For a recent example, that time when scottish independence accounts disappeared when Israel bombed Iran https://ukdefencejournal.org.uk/dozens-of-pro-indy-accounts-...
And this mean I should allow the EU to surveil all my communications? That is a pretty bizarre argument.
No, if you will reread that was never my argument. What I was saying is that this is the real reason why speech is now curtailed and why this will get worse
On HN probably a few but HN is an extremely niche demographics.
Among the general public I would say effectively zero. The Online Safety Act does not even register in the news or as part of people's concerns.
There might have been a burst of interest because of reports in the media when the OSA came into force but I suspect that this is about it.
I just use TOR for circumventing blocks.
Yes, another one for tor.

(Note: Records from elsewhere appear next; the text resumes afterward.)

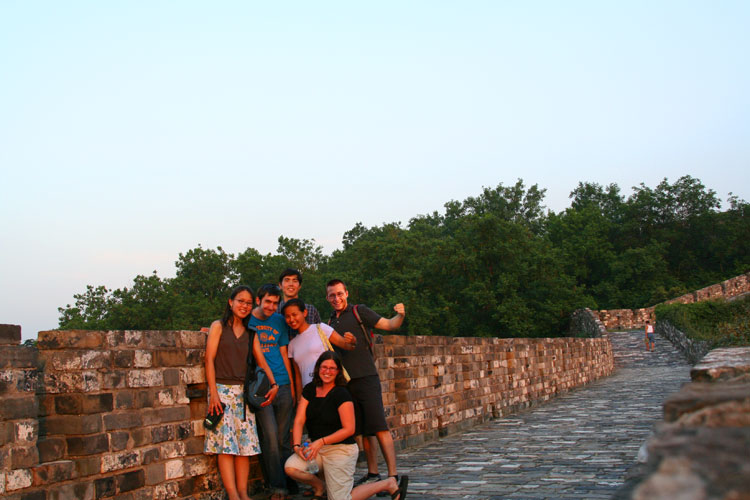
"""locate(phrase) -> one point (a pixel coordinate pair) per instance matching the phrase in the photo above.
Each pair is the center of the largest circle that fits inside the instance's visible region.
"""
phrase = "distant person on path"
(327, 409)
(275, 420)
(235, 437)
(365, 382)
(306, 347)
(649, 336)
(290, 282)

You can restrict exit nodes to certain countries, if you need to read something only available locally. Works for most, but not all, sites.
Since Google eliminated country specific search sites like google.co.uk and bans you from changing location you have to get VPN. If you happen to be travelling and want to do Xmas shopping for UK Google now blocks this possibility because it assumes you want to shop for delivery at your airport transfer lounge location because it doesn't understand user intent or helpful content, in its own bubble land it unbelievably says this is a smoother experience for users! Most expats now are forced onto vpn if they still use Google. Fortunately ai is doing away with the need for Google altogether.
I love how google (youtube) starts immediately showing me ads in the language of whatever country I happen to be on holiday at the time. For that country specific services/products. As if they don't know exactly where I'm from and which languages I speak. Absolutely baffling that they get this so badly wrong.